We have delayed the determination of the case to give consideration to a question involved in it but which was not argued by counsel. That question is as to the effect of the defendant’s discharge upon the hearing of his plea of former jeopardy. Can he, in the event of a reversal of this case upon the state’s appeal, be again arrested and held for trial? Or, was the hearing given him upon his plea of former jeopardy itself a jeopardy which he may plead in bar when again brought to trial? If the latter should be the case, the question presented to us as to the effect of the discharge of the jury on the first trial would be moot in its nature, and would not be considered by us. (The State v. Rook, ante, p; 382, 59 Pac. 653.) The subject, as we now view it in the light of the authorities, is quite free from doubt, although it did not appear so when first occurring to us.

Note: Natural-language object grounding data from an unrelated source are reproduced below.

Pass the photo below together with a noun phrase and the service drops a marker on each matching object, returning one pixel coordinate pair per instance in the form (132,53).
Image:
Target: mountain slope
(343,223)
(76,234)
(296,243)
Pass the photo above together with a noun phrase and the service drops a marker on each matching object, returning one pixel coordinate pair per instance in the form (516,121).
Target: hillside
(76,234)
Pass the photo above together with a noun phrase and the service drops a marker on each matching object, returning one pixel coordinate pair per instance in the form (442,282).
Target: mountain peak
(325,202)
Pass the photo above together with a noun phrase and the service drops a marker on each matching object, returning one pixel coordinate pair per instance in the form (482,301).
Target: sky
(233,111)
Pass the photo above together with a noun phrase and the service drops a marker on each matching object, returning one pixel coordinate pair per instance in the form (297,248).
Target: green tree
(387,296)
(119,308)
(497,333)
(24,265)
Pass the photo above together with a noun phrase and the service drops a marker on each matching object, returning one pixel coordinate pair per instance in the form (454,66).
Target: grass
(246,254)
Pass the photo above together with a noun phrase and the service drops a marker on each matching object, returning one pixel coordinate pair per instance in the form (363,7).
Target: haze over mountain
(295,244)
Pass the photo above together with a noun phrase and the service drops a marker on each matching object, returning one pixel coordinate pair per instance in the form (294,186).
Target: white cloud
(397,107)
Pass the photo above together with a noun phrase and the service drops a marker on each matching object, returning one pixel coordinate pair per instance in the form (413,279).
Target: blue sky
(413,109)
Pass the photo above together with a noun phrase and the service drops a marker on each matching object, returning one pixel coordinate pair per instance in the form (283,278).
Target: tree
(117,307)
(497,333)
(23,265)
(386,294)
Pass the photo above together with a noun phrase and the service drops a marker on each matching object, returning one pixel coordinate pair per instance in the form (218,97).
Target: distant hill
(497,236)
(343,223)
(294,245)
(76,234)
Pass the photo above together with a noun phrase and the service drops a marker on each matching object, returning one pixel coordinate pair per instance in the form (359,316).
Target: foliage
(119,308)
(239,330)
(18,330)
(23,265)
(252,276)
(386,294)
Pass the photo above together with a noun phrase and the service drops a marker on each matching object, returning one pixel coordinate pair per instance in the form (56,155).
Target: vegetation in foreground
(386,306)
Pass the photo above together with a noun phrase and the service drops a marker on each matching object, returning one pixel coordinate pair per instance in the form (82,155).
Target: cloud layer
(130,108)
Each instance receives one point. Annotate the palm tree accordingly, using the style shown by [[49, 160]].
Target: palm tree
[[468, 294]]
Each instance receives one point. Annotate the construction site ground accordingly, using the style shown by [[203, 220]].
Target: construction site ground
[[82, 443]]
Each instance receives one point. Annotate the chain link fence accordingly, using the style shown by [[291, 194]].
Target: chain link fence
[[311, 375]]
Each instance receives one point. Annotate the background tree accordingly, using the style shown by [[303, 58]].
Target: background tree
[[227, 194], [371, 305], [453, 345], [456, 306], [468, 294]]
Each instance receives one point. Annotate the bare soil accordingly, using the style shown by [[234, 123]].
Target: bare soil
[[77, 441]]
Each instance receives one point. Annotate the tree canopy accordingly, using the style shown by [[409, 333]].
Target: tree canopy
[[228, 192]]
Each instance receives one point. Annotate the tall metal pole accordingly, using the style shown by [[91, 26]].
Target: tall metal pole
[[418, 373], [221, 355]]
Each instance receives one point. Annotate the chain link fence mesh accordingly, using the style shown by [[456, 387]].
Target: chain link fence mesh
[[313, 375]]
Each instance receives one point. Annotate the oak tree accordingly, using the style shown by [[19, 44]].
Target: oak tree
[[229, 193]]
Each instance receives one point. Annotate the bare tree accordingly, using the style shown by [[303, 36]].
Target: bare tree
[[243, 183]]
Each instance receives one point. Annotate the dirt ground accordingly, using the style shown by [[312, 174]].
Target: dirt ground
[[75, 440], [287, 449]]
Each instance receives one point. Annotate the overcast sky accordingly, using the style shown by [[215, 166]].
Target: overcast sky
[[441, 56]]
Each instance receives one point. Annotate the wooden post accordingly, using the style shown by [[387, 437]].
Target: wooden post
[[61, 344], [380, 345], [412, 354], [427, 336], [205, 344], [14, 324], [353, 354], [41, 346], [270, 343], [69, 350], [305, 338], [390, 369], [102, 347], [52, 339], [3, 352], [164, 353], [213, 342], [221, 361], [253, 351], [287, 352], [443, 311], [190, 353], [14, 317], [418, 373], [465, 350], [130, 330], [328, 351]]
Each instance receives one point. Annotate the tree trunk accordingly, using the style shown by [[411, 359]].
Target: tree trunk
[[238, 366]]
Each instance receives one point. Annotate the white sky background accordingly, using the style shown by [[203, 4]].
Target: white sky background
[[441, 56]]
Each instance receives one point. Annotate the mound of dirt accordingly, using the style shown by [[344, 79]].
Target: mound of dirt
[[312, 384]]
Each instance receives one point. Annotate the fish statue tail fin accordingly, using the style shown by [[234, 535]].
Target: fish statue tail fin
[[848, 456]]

Our conclusion is that a hearing upon a plea of former jeopardy alone is not itself a jeopardy, and a discharge upon such hearing is not an acquittal. Pleas of former acquittal or conviction, or former jeopardy, are special pleas of matter not properly in
The question now recurs, Was the plea of former jeopardy sustained by the record? It is undeniable
In The State v. Allen, 59 Kan. 758, 54 Pac. 1060, the record of the former trial recited that “ the jury not having agreed upon a verdict in the above-entitled cause, the jury is discharged from further consideration of this case.” It was therefore held that the existence of no proper or necessary grounds for the discharge of the jury had been shown, but that something more should have appeared than that the jury had not agreed upon a verdict. It should have been shown that there was no probability of their agreeing. The present case, however, is different. Plere it appeared, not merely that the jury had failed to agree, but that, upon inquiry of the foreman in the presence of his fellows, he had stated that there was no probability of their being able to agree. This statement of the foreman, the usual spokesman of the panel, in the presence of the remainder of the jurors, and not dissented from by them, must be regarded as their conclusion as well as his. In addition to the inquiry addressed by the court and answered by the-foreman, it appears from another recital of the record that the jury had “ been absent some time in consideration of their verdict,” before they were again brought into the presence of the court. How long they had been absent does not appear, but we must indulge the presumption that it had been for such a length of time as to enable the court to regard it as some evidence of inability to reach a conclusion. The record further shows, in connection writh its recitals of absence of the jury for “ some time in consideration of their verdict,” and inquiry and answer as to the probability of an agreement, that the jurors were thereupon discharged “ because they were unable to agree upon a verdict.”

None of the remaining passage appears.